Bouquet Complex
Somewhere within an aloof horizon, there is a menagerie of unravelling objects. Exhausted by the infinite parading of sentiment, rarely do the objects tell much of themselves. Upon realizing the irony of their circumstances, the objects collapse and the menagerie blushes; a bouquet of sorts.
Kimberly-Klark is pleased to present Bouquet Complex, a two-person exhibition by Alex Ito and Masami Kubo.
Bouquet Complex presents a series of artifacts and familial ephemera that navigate the materialization of trauma and sentiment. Framed by architectural installation, Ito and Kubo design a platform for performance and sculpture that investigates the entanglement between images, power and personal history. In doing so, they shed light on narratives that would otherwise be obscured by rapid transformations within the contemporary techno-political climate.
Kubo’s Figure 2.0: A History of Two Chairs is the second part of an ongoing series of slideshow presentations and sculptural installations investigating a relationship between technology, image culture, and belief systems. The slideshow depicts Kubo’s upbringing under the religious movement Unificationism, in dialogue with pop culture and art history. The motif of chairs throughout Kubo’s slideshow bridges commodified sacred spaces within the Unification Church to various popular representations of chairs throughout time. By exploring a disjointed history of chairs, Kubo demystifies and re-contextualizes the complexes of belief, beginning with the Unification Church and broadening the conversation.

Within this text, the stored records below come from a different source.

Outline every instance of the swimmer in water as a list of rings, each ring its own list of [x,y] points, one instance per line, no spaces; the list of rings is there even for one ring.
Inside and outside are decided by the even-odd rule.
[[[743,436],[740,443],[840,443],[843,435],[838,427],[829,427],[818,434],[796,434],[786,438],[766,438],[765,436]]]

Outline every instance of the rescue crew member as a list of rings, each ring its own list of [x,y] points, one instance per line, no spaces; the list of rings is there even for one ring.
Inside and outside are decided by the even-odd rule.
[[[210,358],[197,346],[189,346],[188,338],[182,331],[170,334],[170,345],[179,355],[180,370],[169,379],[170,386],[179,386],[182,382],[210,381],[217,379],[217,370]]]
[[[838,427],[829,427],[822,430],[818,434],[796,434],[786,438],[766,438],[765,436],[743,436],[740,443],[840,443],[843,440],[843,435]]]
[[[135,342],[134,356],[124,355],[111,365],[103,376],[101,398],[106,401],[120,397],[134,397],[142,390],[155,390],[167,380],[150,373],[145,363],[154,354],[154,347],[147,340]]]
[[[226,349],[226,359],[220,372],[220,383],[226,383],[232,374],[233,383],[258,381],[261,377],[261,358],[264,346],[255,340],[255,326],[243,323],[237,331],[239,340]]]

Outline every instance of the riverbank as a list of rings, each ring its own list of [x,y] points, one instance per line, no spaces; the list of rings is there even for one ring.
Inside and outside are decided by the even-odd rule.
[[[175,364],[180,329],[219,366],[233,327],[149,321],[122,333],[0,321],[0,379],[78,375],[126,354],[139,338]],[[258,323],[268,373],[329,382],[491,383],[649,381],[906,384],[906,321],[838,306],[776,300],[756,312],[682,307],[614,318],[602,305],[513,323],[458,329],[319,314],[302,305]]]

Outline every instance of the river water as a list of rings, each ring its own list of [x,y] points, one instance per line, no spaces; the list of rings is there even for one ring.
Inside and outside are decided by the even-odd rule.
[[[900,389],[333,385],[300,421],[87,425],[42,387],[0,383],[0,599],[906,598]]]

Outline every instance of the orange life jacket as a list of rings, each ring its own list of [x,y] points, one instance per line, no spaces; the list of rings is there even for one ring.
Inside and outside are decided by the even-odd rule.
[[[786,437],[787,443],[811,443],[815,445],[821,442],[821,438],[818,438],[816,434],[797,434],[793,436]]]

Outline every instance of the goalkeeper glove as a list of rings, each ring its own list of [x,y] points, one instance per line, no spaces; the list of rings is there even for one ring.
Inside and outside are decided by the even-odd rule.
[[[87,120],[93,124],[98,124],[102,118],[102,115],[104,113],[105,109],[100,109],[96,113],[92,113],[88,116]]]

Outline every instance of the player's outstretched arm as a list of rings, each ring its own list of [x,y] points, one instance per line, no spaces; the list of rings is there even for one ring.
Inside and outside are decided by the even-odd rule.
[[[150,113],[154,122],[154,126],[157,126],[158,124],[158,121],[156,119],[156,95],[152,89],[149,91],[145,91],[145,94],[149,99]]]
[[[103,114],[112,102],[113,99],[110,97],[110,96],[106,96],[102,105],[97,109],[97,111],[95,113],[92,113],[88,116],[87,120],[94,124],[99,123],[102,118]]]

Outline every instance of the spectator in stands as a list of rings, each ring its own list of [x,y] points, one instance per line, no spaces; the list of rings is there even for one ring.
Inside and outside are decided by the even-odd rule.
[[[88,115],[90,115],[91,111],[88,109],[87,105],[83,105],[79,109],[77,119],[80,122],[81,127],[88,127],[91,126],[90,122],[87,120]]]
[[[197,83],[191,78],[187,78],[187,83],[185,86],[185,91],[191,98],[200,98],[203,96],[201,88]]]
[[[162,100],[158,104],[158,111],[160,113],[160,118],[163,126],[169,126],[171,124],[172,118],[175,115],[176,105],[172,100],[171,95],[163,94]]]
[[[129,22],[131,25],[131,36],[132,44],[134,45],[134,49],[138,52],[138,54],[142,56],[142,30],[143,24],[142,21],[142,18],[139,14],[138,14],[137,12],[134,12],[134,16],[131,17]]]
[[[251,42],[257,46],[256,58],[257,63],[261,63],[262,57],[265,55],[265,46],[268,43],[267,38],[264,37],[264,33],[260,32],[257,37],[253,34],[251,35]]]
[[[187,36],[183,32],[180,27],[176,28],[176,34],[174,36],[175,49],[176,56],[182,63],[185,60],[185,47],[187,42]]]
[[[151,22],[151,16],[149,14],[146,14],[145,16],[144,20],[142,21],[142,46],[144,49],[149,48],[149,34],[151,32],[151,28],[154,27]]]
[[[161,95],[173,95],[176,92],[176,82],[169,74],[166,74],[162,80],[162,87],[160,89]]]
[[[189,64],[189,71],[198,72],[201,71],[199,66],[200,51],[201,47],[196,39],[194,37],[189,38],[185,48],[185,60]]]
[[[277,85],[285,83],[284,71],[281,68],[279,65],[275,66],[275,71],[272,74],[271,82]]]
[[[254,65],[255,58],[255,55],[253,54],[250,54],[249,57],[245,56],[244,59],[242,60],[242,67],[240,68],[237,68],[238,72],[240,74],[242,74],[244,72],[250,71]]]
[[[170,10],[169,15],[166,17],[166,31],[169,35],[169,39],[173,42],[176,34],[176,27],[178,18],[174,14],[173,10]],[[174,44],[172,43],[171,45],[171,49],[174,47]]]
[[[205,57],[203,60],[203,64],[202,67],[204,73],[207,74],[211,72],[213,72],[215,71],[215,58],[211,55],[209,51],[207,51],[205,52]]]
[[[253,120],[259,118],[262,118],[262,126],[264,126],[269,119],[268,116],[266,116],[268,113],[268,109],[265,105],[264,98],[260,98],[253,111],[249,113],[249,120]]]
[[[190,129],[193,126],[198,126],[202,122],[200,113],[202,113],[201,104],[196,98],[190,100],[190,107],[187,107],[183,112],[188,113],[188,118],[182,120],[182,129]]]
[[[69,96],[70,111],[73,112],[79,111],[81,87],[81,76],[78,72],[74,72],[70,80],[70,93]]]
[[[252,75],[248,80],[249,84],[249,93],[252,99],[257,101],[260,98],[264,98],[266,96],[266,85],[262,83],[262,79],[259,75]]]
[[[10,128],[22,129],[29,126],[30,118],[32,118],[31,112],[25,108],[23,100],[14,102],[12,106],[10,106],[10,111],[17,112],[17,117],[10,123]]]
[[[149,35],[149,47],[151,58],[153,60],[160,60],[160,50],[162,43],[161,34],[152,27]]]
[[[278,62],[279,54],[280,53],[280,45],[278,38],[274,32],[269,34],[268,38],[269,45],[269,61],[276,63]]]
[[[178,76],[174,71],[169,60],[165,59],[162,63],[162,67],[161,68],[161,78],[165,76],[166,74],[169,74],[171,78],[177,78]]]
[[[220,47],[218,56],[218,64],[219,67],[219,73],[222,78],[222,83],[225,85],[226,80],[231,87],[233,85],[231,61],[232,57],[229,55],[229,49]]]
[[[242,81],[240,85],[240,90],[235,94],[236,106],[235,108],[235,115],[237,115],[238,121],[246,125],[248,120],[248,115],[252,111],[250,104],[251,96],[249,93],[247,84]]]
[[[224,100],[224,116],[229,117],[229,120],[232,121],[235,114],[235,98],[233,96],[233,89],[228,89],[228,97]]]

Ito’s 9066(Hideyuki/Sueko) continues the artist’s investigation of the relationship between intimacy and violence in consumer culture. The work comprises of a commercial vitrine housing propaganda cartoons by Dr. Seuss during World War II, portraits of Ito’s family after World War II and plastic replicas of carvings made by Ito’s grandfather during his imprisonment at a Japanese internment camp. The commodifying display of the vitrine creates a mechanism that abstracts and flattens Ito’s materials into a singular image, obscuring and assaulting the original references. Ito’s mechanism illustrates the dilution of cultural narratives by pop-culture and state power.